You have correctly identified the primary threat, which is social engineering. The image prompts the user to view what they believe is a harmless video, they're misdirected into a phishing scam.

There is another interesting threat I believe you've outlined quite well: an attacker crafts the contents of a website so that when processed by a thumbnail generator, the resulting image can cause arbitrary remote code execution on the end-user's device. While this attack sounds very interesting, and might be plausible, I would imagine that an attacker would be more interested in remote code execution on the Messenger platform. The thumbnail generating parser may be vulnerable to remote code execution on Messenger's servers. Even if the user does not engage the link/preview, the existence of this preview functionality increases the attack surface for malicious software. Should the thumbnail generating service be compromised, it follows that an attacker may then be able to provide arbitrary thumbnails, perhaps even arbitrary responses in the Messenger service.
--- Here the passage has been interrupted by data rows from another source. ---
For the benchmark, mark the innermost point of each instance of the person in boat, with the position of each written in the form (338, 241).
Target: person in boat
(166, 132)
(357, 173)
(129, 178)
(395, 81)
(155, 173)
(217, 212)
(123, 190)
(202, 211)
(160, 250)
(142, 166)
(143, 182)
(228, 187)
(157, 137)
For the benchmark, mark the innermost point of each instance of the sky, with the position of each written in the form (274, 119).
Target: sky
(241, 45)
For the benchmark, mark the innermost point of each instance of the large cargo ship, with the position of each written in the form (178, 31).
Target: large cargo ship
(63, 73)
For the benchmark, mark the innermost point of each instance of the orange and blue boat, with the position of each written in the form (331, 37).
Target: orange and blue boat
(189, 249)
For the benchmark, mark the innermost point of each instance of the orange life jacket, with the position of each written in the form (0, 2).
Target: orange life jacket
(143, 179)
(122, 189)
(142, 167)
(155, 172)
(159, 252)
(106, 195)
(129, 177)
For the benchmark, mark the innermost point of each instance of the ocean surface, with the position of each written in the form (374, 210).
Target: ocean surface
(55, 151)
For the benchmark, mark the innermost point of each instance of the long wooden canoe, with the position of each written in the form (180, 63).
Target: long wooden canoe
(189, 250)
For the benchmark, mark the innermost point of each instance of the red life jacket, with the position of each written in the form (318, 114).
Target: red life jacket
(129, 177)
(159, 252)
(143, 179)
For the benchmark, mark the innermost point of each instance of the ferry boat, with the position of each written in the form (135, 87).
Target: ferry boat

In other words, the presence of the feature puts Messenger at risk and therefore it puts end-users at risk.

As for the possibility of fuzzing the thumbnail generator or causing the generator to pass remote code execution exploitation within the image served by Messenger? I can imagine that it is a possibility, but I'm not certain. It seems to me that this would be computationally intensive, require privileged information about the thumbnail generator, and is an attack that would be very easy to spot in the wild. If I were threat modelling for the security considerations of installing the Messenger app, this particular attack would be lower priority.

  • Great answer. Keep in mind to get nice paragraphs you need to add two line breaks, else the system won't do anything.